Mariah Carey will den protzigsten Pomp-Palast der Welt kaufen

Neues aus unsere Serie “Stars wohnen besser als du!” Für Pop-Diva Mariah Carey kommt natürlich nur das Beste in Frage und das kann dann auch die teuerste Villa der Welt sein. Wenn es sich nicht um einen Marketing-Gag des armen Maklers handelt, der es nicht einfach haben dürfte, diesen Megapomp zu verscherbeln. Für 125 Millionen Dollar (rund 92 Millionen Euro) will sich Carey jetzt angeblich die Villa Fleur de Lys in den Bergen Hollywoods kaufen. Das rund 20.000 Quadratmeter große Anwesen wurde vom texanischen Milliardär David Saperstein gebaut und umfasst 15 Schlafzimmer, ein Wellness-Center und ein Heimkino, das Platz für 50 Leute bietet. Dazu kommt ein Ballsaal, ein Musiksalon sowie jede Menge, Stuck, Gold und Silber ohne Ende.
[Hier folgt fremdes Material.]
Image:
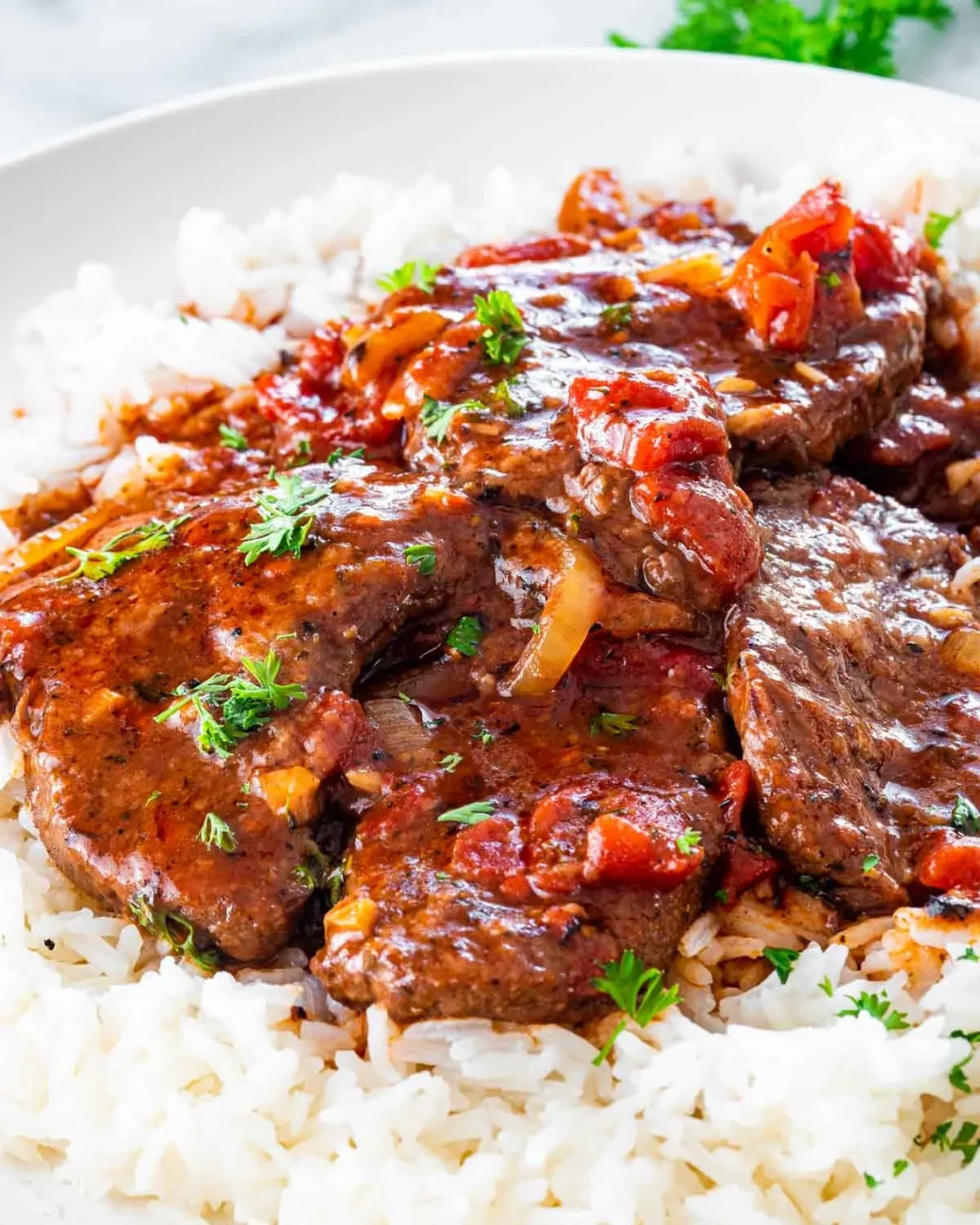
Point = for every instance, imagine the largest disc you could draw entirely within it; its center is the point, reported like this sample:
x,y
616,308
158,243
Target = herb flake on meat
x,y
145,538
466,636
415,272
635,988
216,832
469,813
285,517
503,337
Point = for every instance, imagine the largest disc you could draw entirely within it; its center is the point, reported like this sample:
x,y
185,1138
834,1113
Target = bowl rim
x,y
387,66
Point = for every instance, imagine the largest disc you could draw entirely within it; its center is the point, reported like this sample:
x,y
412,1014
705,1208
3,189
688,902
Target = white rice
x,y
135,1076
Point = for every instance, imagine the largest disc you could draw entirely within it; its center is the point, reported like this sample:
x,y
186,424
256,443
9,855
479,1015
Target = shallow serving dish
x,y
115,194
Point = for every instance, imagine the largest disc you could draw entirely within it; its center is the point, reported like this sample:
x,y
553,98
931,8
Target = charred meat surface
x,y
853,686
125,801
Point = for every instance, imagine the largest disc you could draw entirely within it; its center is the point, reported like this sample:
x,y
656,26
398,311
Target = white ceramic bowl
x,y
117,192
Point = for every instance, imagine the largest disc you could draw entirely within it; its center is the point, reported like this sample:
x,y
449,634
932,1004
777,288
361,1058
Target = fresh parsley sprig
x,y
285,517
415,272
637,990
856,35
244,703
145,538
503,337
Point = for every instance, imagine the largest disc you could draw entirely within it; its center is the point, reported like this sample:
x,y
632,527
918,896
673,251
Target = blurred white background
x,y
66,62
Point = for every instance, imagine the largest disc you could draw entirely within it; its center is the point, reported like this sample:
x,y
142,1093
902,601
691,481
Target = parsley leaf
x,y
469,813
233,439
176,931
966,817
637,990
216,832
466,636
421,555
145,538
612,724
938,224
415,272
783,960
687,841
245,703
285,517
878,1007
856,35
503,337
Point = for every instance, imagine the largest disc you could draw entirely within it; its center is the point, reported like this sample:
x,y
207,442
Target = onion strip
x,y
574,605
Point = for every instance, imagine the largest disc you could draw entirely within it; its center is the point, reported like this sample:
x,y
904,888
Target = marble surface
x,y
68,62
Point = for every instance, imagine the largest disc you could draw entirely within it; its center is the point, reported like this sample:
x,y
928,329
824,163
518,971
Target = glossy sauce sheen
x,y
593,785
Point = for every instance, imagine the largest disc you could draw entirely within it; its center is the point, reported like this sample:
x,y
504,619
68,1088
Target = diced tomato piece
x,y
951,862
746,866
624,854
605,662
596,201
552,246
775,282
604,834
309,404
489,853
734,787
707,515
885,257
644,421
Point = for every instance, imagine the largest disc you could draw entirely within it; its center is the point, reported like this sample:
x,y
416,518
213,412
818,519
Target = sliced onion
x,y
574,605
400,730
960,650
44,546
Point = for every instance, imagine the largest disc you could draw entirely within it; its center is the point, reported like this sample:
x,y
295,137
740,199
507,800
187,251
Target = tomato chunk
x,y
552,246
951,862
644,421
706,514
313,412
775,283
596,201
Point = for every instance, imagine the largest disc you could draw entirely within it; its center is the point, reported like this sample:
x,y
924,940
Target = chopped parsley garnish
x,y
338,453
98,564
637,990
285,517
938,224
423,556
466,636
503,337
966,817
687,841
415,272
856,35
963,1142
216,832
783,960
617,317
878,1007
244,703
176,931
612,724
232,437
469,813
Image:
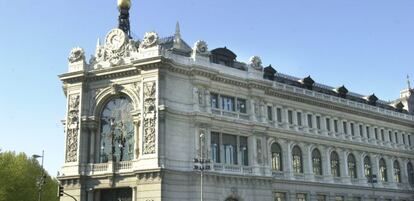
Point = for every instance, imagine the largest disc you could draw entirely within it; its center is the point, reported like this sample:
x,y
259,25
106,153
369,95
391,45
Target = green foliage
x,y
19,176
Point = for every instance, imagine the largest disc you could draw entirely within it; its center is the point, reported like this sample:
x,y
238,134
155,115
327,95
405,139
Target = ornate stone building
x,y
140,111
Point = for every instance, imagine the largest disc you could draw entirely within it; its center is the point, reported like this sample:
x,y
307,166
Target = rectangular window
x,y
227,103
290,117
403,136
279,196
215,147
328,124
339,198
243,151
321,197
396,137
214,101
269,113
310,125
318,122
344,125
300,197
299,118
230,149
352,129
390,135
241,105
279,115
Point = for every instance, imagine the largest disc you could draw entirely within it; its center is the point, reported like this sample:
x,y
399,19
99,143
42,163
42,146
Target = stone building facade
x,y
139,112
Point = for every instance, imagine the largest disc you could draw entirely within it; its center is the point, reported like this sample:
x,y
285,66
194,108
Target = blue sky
x,y
366,45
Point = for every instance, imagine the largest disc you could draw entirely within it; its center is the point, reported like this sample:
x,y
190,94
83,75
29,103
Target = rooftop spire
x,y
177,30
123,19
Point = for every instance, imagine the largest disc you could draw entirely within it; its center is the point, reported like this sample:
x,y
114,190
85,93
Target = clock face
x,y
115,39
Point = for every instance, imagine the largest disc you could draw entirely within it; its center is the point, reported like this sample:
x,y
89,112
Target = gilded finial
x,y
124,4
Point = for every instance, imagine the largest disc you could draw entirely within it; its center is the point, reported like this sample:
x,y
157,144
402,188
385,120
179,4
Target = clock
x,y
115,39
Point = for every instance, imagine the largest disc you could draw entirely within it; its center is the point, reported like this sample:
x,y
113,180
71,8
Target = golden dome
x,y
124,4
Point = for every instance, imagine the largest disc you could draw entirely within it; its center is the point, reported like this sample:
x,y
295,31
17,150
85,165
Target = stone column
x,y
343,166
326,164
307,162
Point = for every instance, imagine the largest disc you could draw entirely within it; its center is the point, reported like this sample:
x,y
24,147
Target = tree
x,y
19,176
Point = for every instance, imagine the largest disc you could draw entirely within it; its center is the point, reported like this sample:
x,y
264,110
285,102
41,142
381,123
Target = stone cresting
x,y
150,116
76,54
72,129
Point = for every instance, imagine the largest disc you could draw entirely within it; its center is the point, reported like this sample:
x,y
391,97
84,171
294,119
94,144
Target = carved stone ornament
x,y
117,47
256,62
201,47
150,40
76,54
72,129
150,117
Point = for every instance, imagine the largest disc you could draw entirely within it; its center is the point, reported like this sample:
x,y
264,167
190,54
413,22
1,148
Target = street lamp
x,y
201,164
42,177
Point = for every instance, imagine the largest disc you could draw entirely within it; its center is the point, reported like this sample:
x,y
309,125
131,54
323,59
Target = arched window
x,y
367,167
117,130
297,160
276,157
383,170
335,164
397,171
410,172
352,171
316,162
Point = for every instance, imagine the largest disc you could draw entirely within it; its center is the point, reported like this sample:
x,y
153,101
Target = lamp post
x,y
42,177
201,164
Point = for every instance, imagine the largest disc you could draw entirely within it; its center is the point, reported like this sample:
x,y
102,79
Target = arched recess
x,y
116,130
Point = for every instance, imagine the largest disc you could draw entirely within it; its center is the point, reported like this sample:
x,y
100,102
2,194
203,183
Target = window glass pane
x,y
367,167
297,160
244,151
215,147
300,197
316,162
383,170
352,129
290,117
117,130
344,125
352,166
276,157
299,118
227,103
310,121
280,196
241,105
279,115
230,149
397,172
318,122
214,100
335,164
321,197
328,124
269,113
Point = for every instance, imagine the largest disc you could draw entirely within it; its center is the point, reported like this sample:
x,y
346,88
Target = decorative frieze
x,y
150,117
72,129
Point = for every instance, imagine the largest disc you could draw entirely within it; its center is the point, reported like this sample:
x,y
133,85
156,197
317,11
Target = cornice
x,y
266,86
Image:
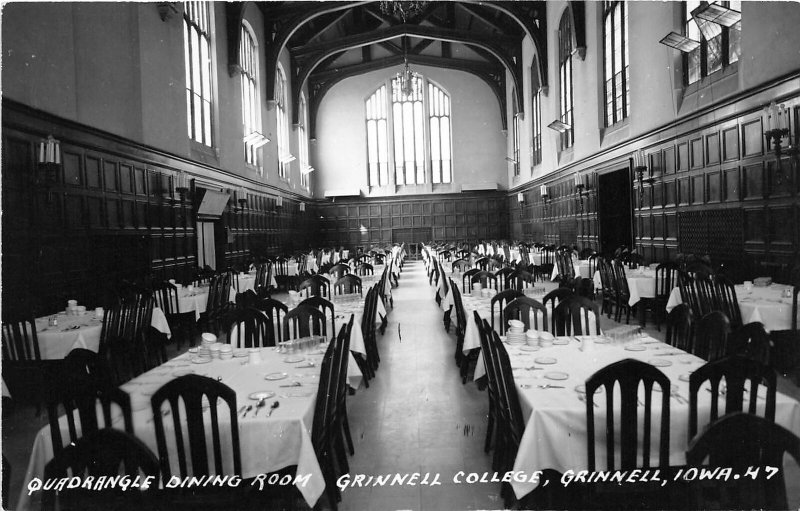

Vom Schloß Versailles in der Nähe von Paris inspiriert, bietet es auch zur Unterbringung von Personal und Managern ausreichend Platz.

Gerüchten zufolge planen die 39-jährige Sängerin und ihr Mann Nick Cannon, ihrer Karriere wegen New York zu verlassen und an die Westküste der Vereinigten Staaten zu ziehen. Ein Insider verrät: „Sie wollen dauerhaft nach Los Angeles ziehen. Sie will mehr schauspielern und dafür muss sie an der Westküste sein. Und dann hat er ja auch noch seine Karriere.“

Das Paar, das sich nach eine stürmischen Romanze im letzten Jahr trauen ließ, wurde außerdem angeblich in einer Befruchtungsklinik in Beverly Hills gesichtet, wo sie einen Geburtsspezialisten konsultiert haben sollen. Scheinbar will Carey noch vor ihrem 40. Geburtstag im nächsten Jahr ein Kind bekommen. Das Southern California Reproductive Center, das sie aufsuchten, ist eine der renommiertesten Klinik auf dem Feld der In Vitro Befruchtung in ganz Kalifornien.

Und nun verraten wir auch noch, wo der Ex-Gebrauchtwagenhändler David Saperstein all die Kohle her hat, um sich so einen Größenwahnsinn zu lesten. Er gründete eine Firma, die Verkehrsmeldungen aus Hubschraubern an Radiostationen verkauft. 1999 verkaufte er die Firma schon mal für 1,25 Milliarden Dollar und betreibt seither eine Investmentfirma.